Few aspects of zoo animal care have changed so dramatically over the course of my career as training. While animals keepers have always trained their charges, the reasons for and methods of training have changed enormously. Whereas zoo animals were once trained to perform circus-like tricks (think bears on balls and chimps participating in tea parties), they are now conditioned to perform behaviors to assist zookeepers and vets in their care and management – entering crates, moving from enclosure to enclosure, presenting body parts for inspection. Likewise, whereas training was once a matter of punishment, it is now more likely to be done with positive reinforcement.

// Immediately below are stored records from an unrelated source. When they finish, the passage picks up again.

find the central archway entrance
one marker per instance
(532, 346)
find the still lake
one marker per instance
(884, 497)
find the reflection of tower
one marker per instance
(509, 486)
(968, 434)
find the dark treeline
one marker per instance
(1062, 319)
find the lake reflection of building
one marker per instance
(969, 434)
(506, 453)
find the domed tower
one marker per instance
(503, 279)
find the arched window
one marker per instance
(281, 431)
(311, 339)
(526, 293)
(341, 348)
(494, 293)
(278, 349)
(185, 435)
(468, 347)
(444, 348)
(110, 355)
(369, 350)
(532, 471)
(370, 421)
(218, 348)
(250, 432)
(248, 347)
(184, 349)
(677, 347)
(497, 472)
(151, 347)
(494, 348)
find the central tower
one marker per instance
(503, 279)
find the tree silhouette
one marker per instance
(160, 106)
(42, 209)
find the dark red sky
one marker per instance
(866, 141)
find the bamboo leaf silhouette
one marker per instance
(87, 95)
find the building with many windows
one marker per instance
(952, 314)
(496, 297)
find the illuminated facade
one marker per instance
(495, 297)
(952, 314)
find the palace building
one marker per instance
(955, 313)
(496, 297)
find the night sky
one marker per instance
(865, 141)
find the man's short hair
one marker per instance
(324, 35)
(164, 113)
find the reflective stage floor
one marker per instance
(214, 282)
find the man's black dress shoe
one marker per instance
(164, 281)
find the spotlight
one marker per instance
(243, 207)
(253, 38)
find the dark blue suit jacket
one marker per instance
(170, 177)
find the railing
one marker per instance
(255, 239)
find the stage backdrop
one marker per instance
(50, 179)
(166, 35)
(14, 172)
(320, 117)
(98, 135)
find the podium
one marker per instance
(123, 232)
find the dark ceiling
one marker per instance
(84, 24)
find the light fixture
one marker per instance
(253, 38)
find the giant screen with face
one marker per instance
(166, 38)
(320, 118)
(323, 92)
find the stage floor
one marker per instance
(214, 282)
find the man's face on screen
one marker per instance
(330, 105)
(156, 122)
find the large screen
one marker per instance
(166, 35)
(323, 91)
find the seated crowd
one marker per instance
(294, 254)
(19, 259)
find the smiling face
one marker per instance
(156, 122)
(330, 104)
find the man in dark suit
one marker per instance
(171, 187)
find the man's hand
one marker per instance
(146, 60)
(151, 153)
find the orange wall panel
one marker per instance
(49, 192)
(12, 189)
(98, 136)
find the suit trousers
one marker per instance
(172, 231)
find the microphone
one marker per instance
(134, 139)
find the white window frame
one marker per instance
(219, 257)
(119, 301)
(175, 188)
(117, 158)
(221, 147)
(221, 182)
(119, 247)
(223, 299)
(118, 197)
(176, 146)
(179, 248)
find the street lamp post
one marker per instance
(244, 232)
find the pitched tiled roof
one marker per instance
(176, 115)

It is the use of training through positive reinforcement that is the subject of Dr Grey Stafford’s book, Zoomility: Keeper Tales of Training with Positive Reinforcement. The title, a play on the words “zoo” and “humility”, sum up the author’s philosophy. He states that training in the past has been too dominated by the egos of the trainers, trying to impose their wills on the animals. Animals, of course, are unlikely to always do what we want them to, which then causes trainers to become frustrated, their actions then becoming more confusing to the animals. Stafford advocates the use of positive reinforcement (the offer of pleasing stimulus, or rewards, such as food treats, toys, or affection) to the animals. His underlying message is that training should be a respectful partnership between keeper and kept; instead of thinking in terms of commands, we should think of “requests.”
Of all aspects of zoo animal care – enrichment, nutrition, breeding, exhibit design – I’ve always considered training to be my weakest area, so I sought out this book with a great deal of enthusiasm. Unfortunately, I found it to be something of a disappointment. It’s not terribly long, which is fine since what it does contain seems to be mostly repetition of Stafford’s idea of “Zoomility” (which I have presented in the second paragraph of this review… you’re welcome).
Shortly after finishing this book for the first time, I set about a training project at work. Try though I might, I couldn’t think of anything I took away from the book that seemed particularly helpful or relevant to my training. The message was “be patient and treat the animals with respect.” I was already there. Sure, there are a few case studies/suggesting protocols for how to start training specific behaviors (such as crate training), but they were pretty basic. I would have liked to have discussed more about the differences between working with different groups of animals – the challenges of training an aggressive chimp vs a flighty gazelle, for instance.
This book would have been very useful a generation or so ago, back when the school of zoo training was undergoing it’s transition from old show type performances to new behavioral conditioning. These days, it doesn’t seem to offer anything profound. Stafford talks a lot about punishment-obsessed keepers, which feels like something of a straw-man argument, seeing how few of those I’ve actually met (and almost all of those are older individuals who are probably nearing retirement from the field).
Don’t get me wrong, “Zoomility” is a great concept – it just doesn’t need a whole book (even a small one) devoted to explaining it.